To accomplish these goals, we will build on the strengths of collaborators in two Universities, those at University of Rochester’s Mt. Hope Family Center and at University of Minnesota’s Institute for Translational Research. A dual-site center will continue the developmental psychopathology approach to building bridges, expanding the reach of TRANSFORM across state lines and geographical regions. Both MHFC and the ITR have extensive histories of conducting innovative research in child maltreatment. Such research cannot be conducted by siloed individuals, but only by teams working collaboratively to address multiple challenges. Our TRANSFORM team has a long history of successful collaboration, as well as inviting new collaborations.

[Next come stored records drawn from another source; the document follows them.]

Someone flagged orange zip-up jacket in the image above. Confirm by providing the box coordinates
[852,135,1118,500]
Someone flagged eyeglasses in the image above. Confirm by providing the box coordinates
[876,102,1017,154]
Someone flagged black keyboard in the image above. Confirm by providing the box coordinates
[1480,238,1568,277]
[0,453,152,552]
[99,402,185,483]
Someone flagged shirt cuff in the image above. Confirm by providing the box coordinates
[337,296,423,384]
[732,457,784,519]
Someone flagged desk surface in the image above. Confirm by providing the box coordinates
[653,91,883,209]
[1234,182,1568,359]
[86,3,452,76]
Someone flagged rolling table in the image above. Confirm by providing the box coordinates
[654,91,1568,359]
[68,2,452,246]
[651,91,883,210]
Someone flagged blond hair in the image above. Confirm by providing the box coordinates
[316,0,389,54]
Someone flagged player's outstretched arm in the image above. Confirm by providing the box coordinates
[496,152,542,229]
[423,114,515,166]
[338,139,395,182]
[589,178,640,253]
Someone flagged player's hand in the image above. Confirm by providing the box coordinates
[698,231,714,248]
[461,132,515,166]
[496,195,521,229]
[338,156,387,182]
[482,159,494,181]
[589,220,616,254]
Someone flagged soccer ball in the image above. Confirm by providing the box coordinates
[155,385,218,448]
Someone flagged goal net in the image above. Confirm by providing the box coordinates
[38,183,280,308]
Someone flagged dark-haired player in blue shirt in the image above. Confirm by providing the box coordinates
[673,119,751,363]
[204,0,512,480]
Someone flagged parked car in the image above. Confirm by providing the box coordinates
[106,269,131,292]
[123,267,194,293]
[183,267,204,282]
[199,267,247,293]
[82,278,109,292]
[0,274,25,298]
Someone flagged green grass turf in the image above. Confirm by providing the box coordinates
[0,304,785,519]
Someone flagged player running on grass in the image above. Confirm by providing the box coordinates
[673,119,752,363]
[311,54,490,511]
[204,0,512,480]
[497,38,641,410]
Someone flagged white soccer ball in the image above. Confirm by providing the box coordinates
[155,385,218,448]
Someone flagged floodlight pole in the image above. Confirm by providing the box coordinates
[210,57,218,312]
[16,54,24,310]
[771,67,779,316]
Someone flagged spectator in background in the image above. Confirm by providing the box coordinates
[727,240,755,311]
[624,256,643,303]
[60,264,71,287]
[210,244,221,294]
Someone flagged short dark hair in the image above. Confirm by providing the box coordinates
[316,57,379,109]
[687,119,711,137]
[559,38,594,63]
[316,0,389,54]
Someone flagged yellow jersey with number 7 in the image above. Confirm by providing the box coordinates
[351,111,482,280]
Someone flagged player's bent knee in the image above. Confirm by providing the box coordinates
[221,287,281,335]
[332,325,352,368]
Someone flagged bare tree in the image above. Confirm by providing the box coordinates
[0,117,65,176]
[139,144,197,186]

The TRANSFORM research data collection will be conducted at MHFC in Rochester, New York, where the large longitudinal sample was originally recruited and enrolled in summer camp research studies. Dr. Sheree Toth provides leadership as the TRANSFORM Project Director, the Administrative Core Director, and Principal Investigator on Research Project 1. To ensure collaboration across Universities, she is joined by Dr. Dante Cicchetti, ITR, as TRANSFORM Project Director and Principal Investigator on the Adult Health Study. The University of Rochester and the University of Minnesota are committed to providing infrastructure support to ensure success of project Aims. The accomplished and outstanding team of other TRANSFORM investigators will ensure the national reach of the engagement activities in multidisciplinary translation to key stakeholders. The External Advisory Board brings together a knowledgeable and nationally well-connected multidisciplinary group of experts in child maltreatment who will ensure that TRANSFORM is abreast of recent developments nationally in research, intervention, and dissemination as well as provide connections with national organizations, such as the National Child Traumatic Stress Network and the American Academy of Pediatrics.